We assume, we speculate but we rarely verify

Among businesses that expressed a view 6.6% said WFH reduced productivity while only 2.1% said it improved it. The majority – 15.6% – reported no difference. But the more telling figure is that around 75% of businesses said they either didn’t know or that the question wasn’t applicable.

In other words, businesses are more likely to speculate than to measure. There is no firm consensus, just a fog of assumptions. And most organisations have no internal data to verify what’s actually going on.

Monitoring and policy: light-touch and inconsistent

Despite all the noise about accountability most firms are running on trust and assumption. Monitoring is minimal. And when performance is evaluated it’s more often gut feel than grounded data.
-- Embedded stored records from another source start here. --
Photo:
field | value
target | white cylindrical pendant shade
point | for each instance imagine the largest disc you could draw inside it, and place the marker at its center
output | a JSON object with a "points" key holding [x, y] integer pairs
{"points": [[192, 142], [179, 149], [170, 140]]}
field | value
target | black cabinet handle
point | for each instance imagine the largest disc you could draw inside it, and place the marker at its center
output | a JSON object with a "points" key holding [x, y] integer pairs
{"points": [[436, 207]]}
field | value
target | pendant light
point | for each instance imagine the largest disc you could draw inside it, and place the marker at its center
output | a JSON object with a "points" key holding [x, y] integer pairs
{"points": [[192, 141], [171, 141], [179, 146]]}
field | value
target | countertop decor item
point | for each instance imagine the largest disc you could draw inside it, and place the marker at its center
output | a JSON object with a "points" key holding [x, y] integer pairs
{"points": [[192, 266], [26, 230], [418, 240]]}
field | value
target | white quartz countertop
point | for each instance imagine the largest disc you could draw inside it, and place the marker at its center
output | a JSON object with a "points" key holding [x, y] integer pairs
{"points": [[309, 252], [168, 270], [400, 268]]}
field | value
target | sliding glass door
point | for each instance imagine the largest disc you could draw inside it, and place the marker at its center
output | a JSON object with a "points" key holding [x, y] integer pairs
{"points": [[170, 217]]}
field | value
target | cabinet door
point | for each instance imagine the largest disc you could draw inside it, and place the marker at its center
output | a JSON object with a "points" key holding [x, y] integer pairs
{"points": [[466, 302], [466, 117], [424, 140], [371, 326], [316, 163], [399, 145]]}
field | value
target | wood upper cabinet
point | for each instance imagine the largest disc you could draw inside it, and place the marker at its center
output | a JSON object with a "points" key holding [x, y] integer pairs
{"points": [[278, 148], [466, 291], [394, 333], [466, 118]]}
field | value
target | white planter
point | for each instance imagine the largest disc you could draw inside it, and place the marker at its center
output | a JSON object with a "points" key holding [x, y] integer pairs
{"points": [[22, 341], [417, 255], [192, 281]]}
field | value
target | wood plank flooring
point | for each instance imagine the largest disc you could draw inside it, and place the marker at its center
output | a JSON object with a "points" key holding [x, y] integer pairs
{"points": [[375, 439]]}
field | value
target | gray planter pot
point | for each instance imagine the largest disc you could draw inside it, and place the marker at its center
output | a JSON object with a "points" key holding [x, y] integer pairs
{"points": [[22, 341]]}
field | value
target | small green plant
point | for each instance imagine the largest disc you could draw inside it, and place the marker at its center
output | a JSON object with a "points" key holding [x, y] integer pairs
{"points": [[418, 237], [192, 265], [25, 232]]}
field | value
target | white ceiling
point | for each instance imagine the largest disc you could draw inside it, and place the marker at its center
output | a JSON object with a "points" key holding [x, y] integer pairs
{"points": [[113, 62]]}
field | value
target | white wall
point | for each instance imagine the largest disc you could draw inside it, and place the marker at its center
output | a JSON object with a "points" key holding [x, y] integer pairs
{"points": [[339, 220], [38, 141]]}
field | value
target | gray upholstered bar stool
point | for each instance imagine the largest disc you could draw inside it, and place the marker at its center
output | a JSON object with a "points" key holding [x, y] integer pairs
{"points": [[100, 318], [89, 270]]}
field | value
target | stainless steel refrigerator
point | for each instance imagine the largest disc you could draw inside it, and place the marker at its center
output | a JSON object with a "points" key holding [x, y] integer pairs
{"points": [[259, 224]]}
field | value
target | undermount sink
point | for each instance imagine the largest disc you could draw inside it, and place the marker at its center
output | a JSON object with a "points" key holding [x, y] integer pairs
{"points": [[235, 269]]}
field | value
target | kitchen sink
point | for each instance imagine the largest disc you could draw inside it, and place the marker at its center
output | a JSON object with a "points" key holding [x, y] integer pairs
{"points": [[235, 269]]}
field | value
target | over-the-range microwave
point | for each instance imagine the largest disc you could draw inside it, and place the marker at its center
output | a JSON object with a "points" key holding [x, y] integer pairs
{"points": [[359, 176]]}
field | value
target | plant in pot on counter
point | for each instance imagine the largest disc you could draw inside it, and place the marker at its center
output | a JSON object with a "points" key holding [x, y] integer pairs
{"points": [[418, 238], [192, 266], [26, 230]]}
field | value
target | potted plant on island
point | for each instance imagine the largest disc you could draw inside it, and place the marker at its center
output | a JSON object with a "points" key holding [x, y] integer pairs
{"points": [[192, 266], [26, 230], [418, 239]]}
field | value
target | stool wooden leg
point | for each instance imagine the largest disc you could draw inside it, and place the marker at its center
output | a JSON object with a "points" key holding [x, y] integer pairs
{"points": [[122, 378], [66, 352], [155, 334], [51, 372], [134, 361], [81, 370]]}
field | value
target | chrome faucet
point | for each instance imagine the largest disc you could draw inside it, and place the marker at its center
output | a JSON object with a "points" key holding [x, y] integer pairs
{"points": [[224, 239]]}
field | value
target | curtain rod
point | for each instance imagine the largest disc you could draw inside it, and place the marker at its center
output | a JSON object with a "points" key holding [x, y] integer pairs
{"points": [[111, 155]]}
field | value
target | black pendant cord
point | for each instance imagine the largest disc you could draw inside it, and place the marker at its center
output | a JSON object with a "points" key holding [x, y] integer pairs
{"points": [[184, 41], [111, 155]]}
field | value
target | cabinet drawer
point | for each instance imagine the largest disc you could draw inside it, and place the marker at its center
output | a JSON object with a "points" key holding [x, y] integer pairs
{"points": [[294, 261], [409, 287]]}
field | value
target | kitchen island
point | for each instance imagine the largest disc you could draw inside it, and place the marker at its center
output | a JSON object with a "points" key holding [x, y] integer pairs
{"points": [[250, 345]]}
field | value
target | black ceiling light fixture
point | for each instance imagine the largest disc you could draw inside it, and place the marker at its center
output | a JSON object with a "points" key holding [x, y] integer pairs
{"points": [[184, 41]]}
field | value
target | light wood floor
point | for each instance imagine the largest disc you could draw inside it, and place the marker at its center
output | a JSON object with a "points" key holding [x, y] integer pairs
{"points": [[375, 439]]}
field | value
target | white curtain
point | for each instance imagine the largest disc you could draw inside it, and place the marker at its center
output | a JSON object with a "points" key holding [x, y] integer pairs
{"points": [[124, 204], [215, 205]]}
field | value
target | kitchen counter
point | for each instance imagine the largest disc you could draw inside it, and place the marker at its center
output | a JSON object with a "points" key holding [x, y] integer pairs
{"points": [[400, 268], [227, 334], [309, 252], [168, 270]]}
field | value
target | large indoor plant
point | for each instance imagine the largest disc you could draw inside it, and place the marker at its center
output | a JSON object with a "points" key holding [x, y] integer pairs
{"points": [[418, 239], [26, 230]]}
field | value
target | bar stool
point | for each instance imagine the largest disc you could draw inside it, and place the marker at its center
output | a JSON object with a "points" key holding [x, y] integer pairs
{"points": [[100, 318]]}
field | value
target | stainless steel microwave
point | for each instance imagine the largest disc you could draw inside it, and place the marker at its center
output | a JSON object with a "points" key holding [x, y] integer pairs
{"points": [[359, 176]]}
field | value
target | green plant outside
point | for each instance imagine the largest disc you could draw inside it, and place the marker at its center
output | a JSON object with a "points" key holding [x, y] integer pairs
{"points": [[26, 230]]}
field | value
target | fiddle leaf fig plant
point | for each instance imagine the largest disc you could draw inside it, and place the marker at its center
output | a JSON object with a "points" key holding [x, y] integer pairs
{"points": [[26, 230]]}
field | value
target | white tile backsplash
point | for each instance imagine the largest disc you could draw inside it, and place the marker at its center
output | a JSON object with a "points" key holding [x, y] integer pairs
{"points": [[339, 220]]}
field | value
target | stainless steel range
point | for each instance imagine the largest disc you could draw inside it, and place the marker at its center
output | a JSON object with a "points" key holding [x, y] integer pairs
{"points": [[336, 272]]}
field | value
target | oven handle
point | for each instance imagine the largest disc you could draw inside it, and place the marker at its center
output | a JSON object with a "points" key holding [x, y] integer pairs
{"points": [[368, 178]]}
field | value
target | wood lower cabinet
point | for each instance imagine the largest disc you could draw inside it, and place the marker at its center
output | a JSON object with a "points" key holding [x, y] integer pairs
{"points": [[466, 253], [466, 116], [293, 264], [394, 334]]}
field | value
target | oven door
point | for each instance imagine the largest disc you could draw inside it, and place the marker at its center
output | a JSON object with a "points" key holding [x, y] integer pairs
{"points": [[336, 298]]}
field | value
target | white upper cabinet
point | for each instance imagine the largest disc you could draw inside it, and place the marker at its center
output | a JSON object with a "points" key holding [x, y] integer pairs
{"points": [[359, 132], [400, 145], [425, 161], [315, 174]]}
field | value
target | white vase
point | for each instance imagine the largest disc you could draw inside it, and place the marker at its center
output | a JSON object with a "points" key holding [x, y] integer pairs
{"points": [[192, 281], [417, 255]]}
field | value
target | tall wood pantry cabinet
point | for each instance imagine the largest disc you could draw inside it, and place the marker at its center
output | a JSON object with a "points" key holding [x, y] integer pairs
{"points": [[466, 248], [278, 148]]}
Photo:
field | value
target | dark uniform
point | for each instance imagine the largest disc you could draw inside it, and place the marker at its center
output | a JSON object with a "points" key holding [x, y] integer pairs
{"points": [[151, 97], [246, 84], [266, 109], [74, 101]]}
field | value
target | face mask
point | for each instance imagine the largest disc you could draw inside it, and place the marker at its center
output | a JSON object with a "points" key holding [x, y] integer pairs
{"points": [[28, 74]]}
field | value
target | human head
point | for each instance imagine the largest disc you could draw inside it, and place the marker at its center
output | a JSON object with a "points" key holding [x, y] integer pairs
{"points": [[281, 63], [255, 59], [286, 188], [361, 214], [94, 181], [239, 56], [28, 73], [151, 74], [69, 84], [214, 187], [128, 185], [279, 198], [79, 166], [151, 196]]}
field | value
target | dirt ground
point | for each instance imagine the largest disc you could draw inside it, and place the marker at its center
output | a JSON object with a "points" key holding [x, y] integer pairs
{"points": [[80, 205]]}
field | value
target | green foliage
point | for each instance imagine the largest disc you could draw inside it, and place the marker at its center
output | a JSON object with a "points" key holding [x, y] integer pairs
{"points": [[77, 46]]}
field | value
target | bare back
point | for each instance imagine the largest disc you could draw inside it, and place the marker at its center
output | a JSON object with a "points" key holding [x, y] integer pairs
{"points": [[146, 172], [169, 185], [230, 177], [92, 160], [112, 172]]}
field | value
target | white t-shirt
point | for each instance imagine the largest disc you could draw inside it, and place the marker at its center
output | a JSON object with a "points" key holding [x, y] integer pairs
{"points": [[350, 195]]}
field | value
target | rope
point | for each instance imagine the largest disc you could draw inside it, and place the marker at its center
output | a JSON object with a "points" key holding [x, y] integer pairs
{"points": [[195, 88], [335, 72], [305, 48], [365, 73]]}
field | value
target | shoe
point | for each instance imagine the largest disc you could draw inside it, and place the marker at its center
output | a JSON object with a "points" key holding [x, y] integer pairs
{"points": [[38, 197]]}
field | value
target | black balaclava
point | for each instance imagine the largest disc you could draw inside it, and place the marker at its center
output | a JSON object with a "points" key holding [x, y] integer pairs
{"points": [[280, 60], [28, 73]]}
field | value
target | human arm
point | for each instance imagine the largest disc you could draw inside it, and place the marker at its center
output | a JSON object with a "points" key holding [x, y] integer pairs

Overall 70% of firms reporting they do not track employee days in the office and 75% reporting they do not monitor employees when they work from home

Only 4.1% of firms have a policy setting minimum in-person attendance. Among these tracking compliance is rare and often reliant on badge swipes or manager checks to see if the employee is on site when they are mandated to be. In the Information sector 18.7% of businesses track onsite compliance. In Accommodation and Food Services 40.8% do, driven by operational necessity. 

Monitoring remote workers is rarer still. Even in the tech-savvy Information sector, where nearly 70% of businesses support some form of WFH, only 14% track output, 11% monitor online meeting attendance and 8% computer activity. 

Onsite monitoring also varies: 45.8% of businesses report no explicit monitoring. The most common method is arrival/departure tracking, used by 39.5% of firms, especially in sectors like food and accommodation. In the tech-heavy Information sector just 18.6% track arrival/departure times.

These patterns suggest that remote work hasn’t prompted a revolution in management. Instead, most firms are still applying old tools to new models – and often not applying them at all.

One in three businesses allow WFH, but only just

The headline figure – 31% of firms supporting WFH – obscures major differences by size and sector. In the Information industry nearly 70% of firms support some WFH. In Accommodation and Food Services, it’s just 7%.

Larger employers (250+ employees) are far more likely to have remote-capable roles than microbusinesses where fewer than one in four do. But even where WFH exists the norm is light-touch: just over one day per week, on average, with no major shift expected by 2029.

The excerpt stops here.